The effect was immediate, the moment the crowd realized Henry had begun using aura in earnest, the tension broke into open commentary.
“It’s over.”
“He’s using aura already?! Does the young master use aura as well?”
“What are you talking about? He’s unawakened.”
“I would be shaking if I were him.”
Laughter followed, sharp and unrestrained, especially from the knights gathered near Henry’s supporters.
“Looks like the young master’s finished.”
“Yeah. Once Henry gets serious, there’s nothing he can do.”
Gerald let out a slow breath and closed his eyes, his fingers tightening briefly against the armrest. It was not anger nor surprise, but the quiet acknowledgment of what logic had dictated from the start.
Sophia’s gaze narrowed, her attention fixed on Kain rather than Henry.
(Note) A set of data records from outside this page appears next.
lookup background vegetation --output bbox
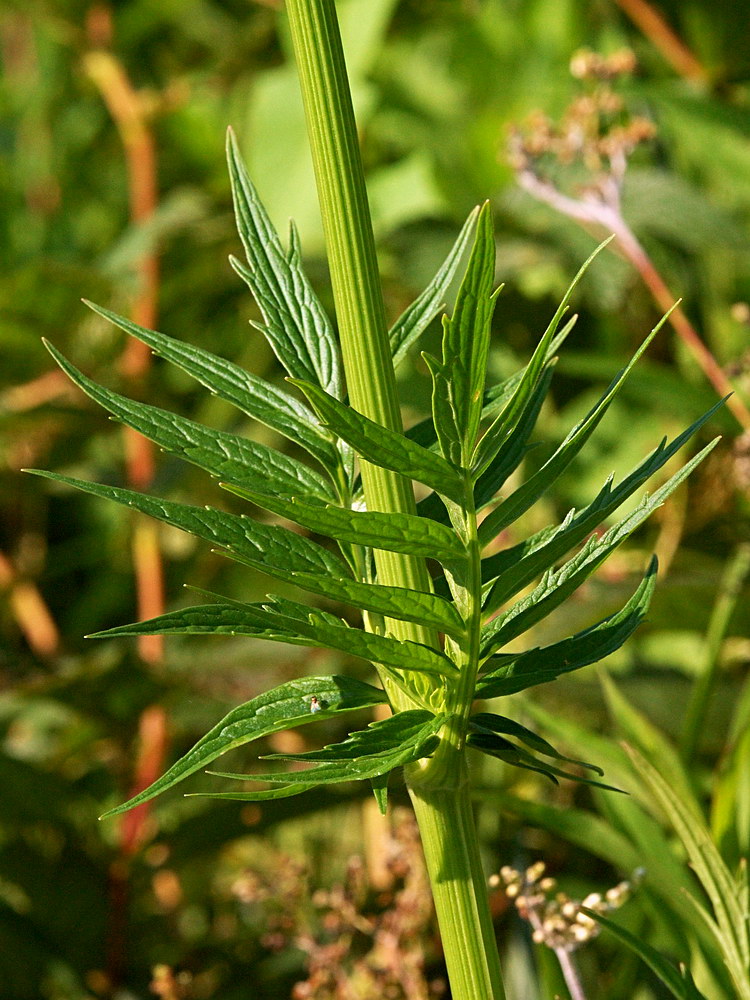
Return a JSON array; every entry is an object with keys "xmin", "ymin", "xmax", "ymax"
[{"xmin": 0, "ymin": 0, "xmax": 750, "ymax": 1000}]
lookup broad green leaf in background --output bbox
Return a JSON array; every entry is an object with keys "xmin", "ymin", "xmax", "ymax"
[
  {"xmin": 628, "ymin": 747, "xmax": 750, "ymax": 1000},
  {"xmin": 102, "ymin": 676, "xmax": 386, "ymax": 818},
  {"xmin": 583, "ymin": 906, "xmax": 707, "ymax": 1000}
]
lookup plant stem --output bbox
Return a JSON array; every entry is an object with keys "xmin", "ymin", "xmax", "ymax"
[
  {"xmin": 287, "ymin": 0, "xmax": 434, "ymax": 707},
  {"xmin": 410, "ymin": 751, "xmax": 505, "ymax": 1000},
  {"xmin": 287, "ymin": 0, "xmax": 505, "ymax": 1000}
]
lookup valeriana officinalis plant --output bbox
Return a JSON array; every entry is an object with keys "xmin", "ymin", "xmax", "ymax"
[{"xmin": 26, "ymin": 0, "xmax": 724, "ymax": 1000}]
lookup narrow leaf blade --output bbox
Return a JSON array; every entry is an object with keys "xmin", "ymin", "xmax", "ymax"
[
  {"xmin": 389, "ymin": 208, "xmax": 479, "ymax": 368},
  {"xmin": 84, "ymin": 299, "xmax": 338, "ymax": 468},
  {"xmin": 227, "ymin": 130, "xmax": 342, "ymax": 397},
  {"xmin": 44, "ymin": 341, "xmax": 333, "ymax": 500},
  {"xmin": 101, "ymin": 676, "xmax": 386, "ymax": 819}
]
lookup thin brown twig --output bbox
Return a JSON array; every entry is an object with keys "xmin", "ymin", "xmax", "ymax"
[
  {"xmin": 84, "ymin": 6, "xmax": 164, "ymax": 663},
  {"xmin": 615, "ymin": 0, "xmax": 708, "ymax": 83},
  {"xmin": 0, "ymin": 552, "xmax": 60, "ymax": 656}
]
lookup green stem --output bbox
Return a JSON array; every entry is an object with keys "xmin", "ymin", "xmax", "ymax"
[
  {"xmin": 410, "ymin": 751, "xmax": 505, "ymax": 1000},
  {"xmin": 286, "ymin": 0, "xmax": 505, "ymax": 1000}
]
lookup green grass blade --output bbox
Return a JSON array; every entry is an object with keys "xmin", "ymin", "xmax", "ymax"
[
  {"xmin": 583, "ymin": 906, "xmax": 706, "ymax": 1000},
  {"xmin": 44, "ymin": 341, "xmax": 333, "ymax": 500},
  {"xmin": 389, "ymin": 208, "xmax": 479, "ymax": 368},
  {"xmin": 628, "ymin": 747, "xmax": 750, "ymax": 1000},
  {"xmin": 227, "ymin": 130, "xmax": 342, "ymax": 397},
  {"xmin": 84, "ymin": 299, "xmax": 338, "ymax": 468},
  {"xmin": 88, "ymin": 602, "xmax": 456, "ymax": 677},
  {"xmin": 476, "ymin": 558, "xmax": 656, "ymax": 698},
  {"xmin": 101, "ymin": 676, "xmax": 386, "ymax": 819},
  {"xmin": 295, "ymin": 382, "xmax": 464, "ymax": 503},
  {"xmin": 227, "ymin": 484, "xmax": 465, "ymax": 563}
]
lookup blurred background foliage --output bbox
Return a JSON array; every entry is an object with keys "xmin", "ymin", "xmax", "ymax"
[{"xmin": 0, "ymin": 0, "xmax": 750, "ymax": 1000}]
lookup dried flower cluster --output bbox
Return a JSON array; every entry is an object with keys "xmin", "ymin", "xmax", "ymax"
[
  {"xmin": 229, "ymin": 809, "xmax": 446, "ymax": 1000},
  {"xmin": 292, "ymin": 810, "xmax": 445, "ymax": 1000},
  {"xmin": 489, "ymin": 861, "xmax": 632, "ymax": 952},
  {"xmin": 509, "ymin": 49, "xmax": 655, "ymax": 214}
]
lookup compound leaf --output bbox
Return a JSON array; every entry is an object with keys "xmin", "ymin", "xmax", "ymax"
[
  {"xmin": 227, "ymin": 484, "xmax": 466, "ymax": 563},
  {"xmin": 227, "ymin": 130, "xmax": 342, "ymax": 397},
  {"xmin": 102, "ymin": 676, "xmax": 386, "ymax": 818},
  {"xmin": 389, "ymin": 208, "xmax": 479, "ymax": 368},
  {"xmin": 44, "ymin": 341, "xmax": 333, "ymax": 500},
  {"xmin": 476, "ymin": 558, "xmax": 657, "ymax": 698},
  {"xmin": 84, "ymin": 299, "xmax": 338, "ymax": 468},
  {"xmin": 89, "ymin": 598, "xmax": 456, "ymax": 676},
  {"xmin": 294, "ymin": 381, "xmax": 464, "ymax": 503}
]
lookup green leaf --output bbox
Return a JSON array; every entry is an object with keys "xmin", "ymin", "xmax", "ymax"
[
  {"xmin": 370, "ymin": 774, "xmax": 390, "ymax": 816},
  {"xmin": 482, "ymin": 438, "xmax": 719, "ymax": 656},
  {"xmin": 291, "ymin": 573, "xmax": 466, "ymax": 639},
  {"xmin": 389, "ymin": 208, "xmax": 479, "ymax": 368},
  {"xmin": 443, "ymin": 202, "xmax": 497, "ymax": 465},
  {"xmin": 227, "ymin": 484, "xmax": 466, "ymax": 563},
  {"xmin": 471, "ymin": 237, "xmax": 612, "ymax": 480},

She searched his posture, his breathing, his expression looking for something she could not quite name.
Eira, meanwhile, felt her chest tighten as she knew the truth. She had known it from the beginning that even with everything he had shown, even with his frightening rate of adaptation, Kain could not win. And yet she worried of what is to come.
Henry tilted his head slightly, eyes flicking over Kain’s attire with thinly veiled disdain.
“You know,” he said, gesturing vaguely with his spear, “the way you came dressed today, no armor, just that light tunic. It’s almost insulting. Do you really take this trial so lightly?”
The question hung in the air, sharp with condescension. Kain rolled his shoulders once, loosening the tension in his arms. He smiled faintly.
“This works for me,” he replied calmly. “Heavy armor doesn’t suit my fighting style.”
He shifted his grip on the longsword to his right hand, stance relaxed but ready.
“Besides,” Kain continued, eyes steady on Henry, “what’s the point of armor if it only slows me down?”
The laughter faltered, just slightly as Henry’s smile thinned and for the first time since the trial began.
Kain let his gaze drift briefly from the arena. He looked up to where judgment sat in silence.
Then Kain’s attention returned to Henry. The crowd, the noise, the expectations, he acknowledged them at last.
“Everyone here may not believe in me,” Kain said, his voice carrying clearly across the arena. “And I understand why. A reputation isn’t something easily changed.”
He took a slow breath.
“This duel should be a lost cause. An unawakened cannot defeat an awakened warrior.” His lavender eyes hardened. “But who decided that?”
The question lingered, heavy.
“Was my fate already written?”
Kain raised the longsword in his right hand, its tip leveling toward Henry. With his left, he reached behind his waist and drew the short blade, the steel sliding free in a smooth, practiced motion. He flipped it effortlessly into a reverse grip, the blade aligned along his forearm like a continuation of his arm rather than a weapon held apart from it.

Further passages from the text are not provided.